LA CAUSA FRATICELLI CONTINÚA DANDO VUELTAS
Cualquier desprevenido podría interpretar que las noticias vinculadas con el caso Fraticelli se repiten una y otra vez, mientras el ex juez de Venado Tuerto y su esposa siguen esperando que algún magistrado resuelva si deben estar en libertad o, por el contrario, tienen que continuar en prisión.
Y es que la toma de decisiones sobre esta causa está virtualmente paralizada, como efecto indeseado de las falencias que sufre el vetusto sistema penal santafesino y que fueran señaladas por la Corte Suprema de Justicia de la Nación.
Luego de que la Corte nacional ordenara revisar las condenas de Fraticelli y su esposa por considerar que en el pasado no se garantizó la imparcialidad de los jueces intervinientes, los abogados del matrimonio pidieron la libertad de sus clientes.
El pedido fue denegado por el juez de primera instancia, por lo que insistieron en el planteo y llegaron ante la Cámara de Apelaciones de Venado Tuerto. Los camaristas de Venado, cumpliendo una acordada de la Corte provincial, derivaron la decisión a la Cámara de Apelaciones de la ciudad de Rosario.
Sin embargo, los camaristas rosarinos devolvieron la causa a Venado y argumentaron que la acordada de la Corte provincial “no es aplicable” porque se contradice con la Ley Orgánica del Poder Judicial, en cuyo artículo 25 establece que en estas situaciones los casos deben ser revisados por otras Cámaras “de la misma circunscripción”.
Es decir que los encargados de resolver son los jueces de Venado Tuerto. Pero aquí es donde se plantea una encrucijada con pronóstico incierto.

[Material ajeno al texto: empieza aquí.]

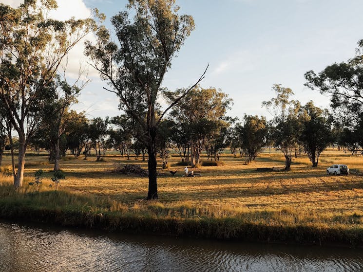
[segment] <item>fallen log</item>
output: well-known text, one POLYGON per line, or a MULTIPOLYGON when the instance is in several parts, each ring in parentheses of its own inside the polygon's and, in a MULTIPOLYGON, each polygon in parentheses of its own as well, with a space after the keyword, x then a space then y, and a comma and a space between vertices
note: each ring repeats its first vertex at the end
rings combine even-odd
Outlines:
POLYGON ((140 177, 149 177, 149 171, 142 168, 140 164, 120 163, 116 165, 113 172, 121 173, 125 175, 137 175, 140 177))

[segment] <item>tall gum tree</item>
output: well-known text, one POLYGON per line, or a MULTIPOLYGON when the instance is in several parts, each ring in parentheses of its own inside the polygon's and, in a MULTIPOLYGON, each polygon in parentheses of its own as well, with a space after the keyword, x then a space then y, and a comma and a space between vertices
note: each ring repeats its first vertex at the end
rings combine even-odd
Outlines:
POLYGON ((203 79, 206 71, 163 112, 156 115, 164 75, 194 29, 194 21, 191 16, 178 15, 179 8, 175 0, 129 0, 127 8, 133 16, 121 11, 111 19, 118 44, 112 41, 109 31, 101 26, 96 32, 96 43, 86 43, 85 54, 107 82, 108 87, 104 89, 117 96, 120 108, 142 127, 138 138, 148 150, 147 199, 151 199, 158 198, 158 127, 166 112, 203 79))
POLYGON ((0 4, 0 99, 19 137, 16 187, 22 185, 27 146, 42 122, 47 87, 70 50, 96 27, 91 18, 48 18, 57 7, 55 0, 26 0, 18 8, 0 4))
MULTIPOLYGON (((183 89, 165 91, 164 96, 167 101, 171 102, 184 91, 183 89)), ((177 123, 185 124, 187 127, 192 167, 198 167, 202 151, 211 135, 222 127, 221 123, 231 103, 228 95, 220 90, 203 89, 198 86, 180 99, 171 112, 177 123)))
POLYGON ((294 94, 290 88, 283 87, 281 84, 274 84, 272 91, 275 92, 276 97, 262 102, 262 106, 273 116, 271 137, 275 146, 284 154, 285 169, 289 170, 292 153, 297 146, 301 130, 298 116, 301 106, 298 101, 290 100, 294 94))

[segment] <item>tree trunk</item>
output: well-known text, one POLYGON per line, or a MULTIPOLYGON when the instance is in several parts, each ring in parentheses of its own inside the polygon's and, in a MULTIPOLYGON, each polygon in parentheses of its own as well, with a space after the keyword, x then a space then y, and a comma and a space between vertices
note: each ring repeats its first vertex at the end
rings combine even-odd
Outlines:
POLYGON ((285 156, 285 170, 290 170, 291 165, 291 158, 288 156, 285 156))
POLYGON ((15 176, 14 186, 16 188, 21 187, 23 185, 23 178, 24 178, 24 166, 25 164, 25 151, 26 145, 24 141, 19 143, 19 156, 18 161, 18 171, 15 176))
MULTIPOLYGON (((152 145, 153 145, 153 143, 152 145)), ((156 152, 154 146, 148 148, 148 167, 149 169, 149 191, 147 199, 157 199, 157 172, 156 171, 156 152)))
POLYGON ((56 141, 56 143, 54 145, 54 169, 53 169, 53 171, 59 171, 60 170, 59 166, 59 139, 58 139, 56 141))
POLYGON ((4 148, 2 147, 0 148, 0 166, 1 166, 1 163, 2 162, 2 155, 4 154, 4 148))

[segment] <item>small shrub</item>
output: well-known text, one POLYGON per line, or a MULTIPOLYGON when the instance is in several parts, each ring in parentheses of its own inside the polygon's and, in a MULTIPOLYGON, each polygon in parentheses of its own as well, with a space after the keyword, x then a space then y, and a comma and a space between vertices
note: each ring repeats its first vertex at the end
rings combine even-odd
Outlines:
POLYGON ((201 165, 202 166, 220 166, 224 165, 223 161, 203 161, 201 165))
POLYGON ((38 171, 36 171, 34 173, 34 177, 35 177, 35 184, 37 184, 37 187, 41 183, 41 180, 43 179, 43 173, 44 172, 41 169, 39 169, 38 171))
POLYGON ((58 184, 60 182, 60 180, 64 180, 65 179, 65 176, 62 172, 61 171, 56 171, 53 174, 53 177, 51 179, 52 181, 53 181, 56 184, 56 190, 58 187, 58 184))

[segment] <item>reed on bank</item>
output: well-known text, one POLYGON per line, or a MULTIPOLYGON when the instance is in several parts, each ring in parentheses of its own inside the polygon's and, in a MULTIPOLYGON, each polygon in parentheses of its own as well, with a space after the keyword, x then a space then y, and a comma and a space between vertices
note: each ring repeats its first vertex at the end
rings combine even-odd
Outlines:
MULTIPOLYGON (((363 241, 362 177, 327 176, 325 169, 336 158, 357 165, 363 158, 341 155, 326 152, 317 169, 300 158, 291 171, 259 173, 256 168, 281 164, 278 153, 263 154, 248 165, 226 153, 223 165, 194 169, 201 175, 195 178, 182 177, 183 167, 172 157, 171 168, 178 172, 160 176, 161 198, 151 201, 143 199, 147 179, 111 171, 124 159, 64 160, 66 179, 57 191, 47 181, 52 165, 39 160, 28 167, 20 189, 14 189, 12 178, 0 176, 0 216, 113 231, 357 245, 363 241), (40 167, 44 183, 28 185, 40 167)), ((132 159, 125 162, 146 167, 132 159)))

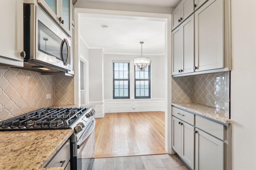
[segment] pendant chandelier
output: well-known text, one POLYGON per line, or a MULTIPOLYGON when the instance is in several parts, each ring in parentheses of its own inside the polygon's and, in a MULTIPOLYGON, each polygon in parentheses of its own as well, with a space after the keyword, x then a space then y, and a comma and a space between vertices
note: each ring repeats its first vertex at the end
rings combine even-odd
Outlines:
POLYGON ((142 44, 144 41, 140 41, 141 44, 141 57, 134 58, 134 65, 137 66, 137 71, 144 71, 147 70, 147 66, 150 64, 150 59, 148 57, 142 57, 142 44))

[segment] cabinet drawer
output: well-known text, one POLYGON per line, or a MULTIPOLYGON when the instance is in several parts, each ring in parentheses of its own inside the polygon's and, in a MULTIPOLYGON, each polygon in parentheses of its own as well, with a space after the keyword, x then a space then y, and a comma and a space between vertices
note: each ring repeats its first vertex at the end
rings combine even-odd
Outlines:
POLYGON ((196 115, 195 126, 220 139, 224 140, 223 125, 196 115))
POLYGON ((172 114, 176 117, 192 125, 194 125, 194 115, 193 114, 173 107, 172 109, 172 114))
POLYGON ((58 153, 52 158, 52 159, 50 161, 46 168, 65 167, 69 163, 70 158, 70 142, 68 140, 58 153))

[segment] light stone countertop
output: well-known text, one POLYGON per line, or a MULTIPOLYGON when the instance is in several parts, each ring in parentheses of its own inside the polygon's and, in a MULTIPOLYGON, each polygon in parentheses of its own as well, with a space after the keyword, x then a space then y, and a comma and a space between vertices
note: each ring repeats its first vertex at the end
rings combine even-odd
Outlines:
POLYGON ((71 129, 0 131, 0 169, 63 170, 44 167, 72 133, 71 129))
POLYGON ((172 103, 171 104, 183 109, 224 123, 231 120, 225 117, 225 110, 194 103, 172 103))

Si los camaristas de Venado resuelven, irán contra la acordada de la Corte provincial. Pero si los que resuelven son los rosarinos, violarán la ley vigente.
Además, basándose en el argumento de la Corte nacional de que los mismos jueces no pueden opinar acerca de un caso en dos instancias distintas, los abogados de Fraticelli recusaron a la Corte de la provincia de Santa Fe, por considerar que el máximo tribunal ya opinó sobre esta causa y está impedido de volver a hacerlo.
Esta mañana, Carlos Edwars, defensor de Fraticelli, dijo que esperarán para saber “qué actitud toman ahora los camaristas de Venado”.
“El problema -insistió- es que hace 24 días que nadie resuelve la apelación que presentamos ante la denegatoria de libertad para mi cliente, y los plazos legales están vencidos” desde el 6 de setiembre.
Mientras por ahora no se sabe quién resolverá la cuestión de la libertad del matrimonio, aún resta por determinar quiénes revisarán la condena a cadena perpetua dictada en 2002 contra Fraticelli y su esposa.
En mayo de 2000, la muerte de Natalia despertó una enorme curiosidad pública ante la truculenta posibilidad de que este asesinato hubiera sido planeado y ejecutado por los padres de la adolescente. Seis años después, esta causa sigue provocando un verdadero tambladeral en la Justicia de la provincia.
LO QUE DIJO LA CORTE NACIONAL
El caso Fraticelli le valió a la provincia una fuerte advertencia de parte de la Corte nacional y obligó a la Corte santafesina a dictar una acordada de emergencia para que las causas roten entre las distintas salas de las Cámara de Apelaciones, de manera que los mismos jueces que evalúan los procesamientos no sean los que confirman las condenas.
En Santa Fe y Rosario, esta rotación es factible porque la Cámara de Apelaciones está conformada por varias Salas. Pero en localidades más pequeñas esto no ocurre. Por eso, la Corte de la provincia dictó una acordada determinando que las causas deben ser analizadas por camaristas de otras ciudades, lo que contradice la letra de la Ley Orgánica del Poder Judicial.
El planteo de la Corte nacional también apunta a los jueces correccionales, de Faltas y de Menores, pues ellos tienen la potestad -considerada inconstitucional- de investigar, procesar y condenar.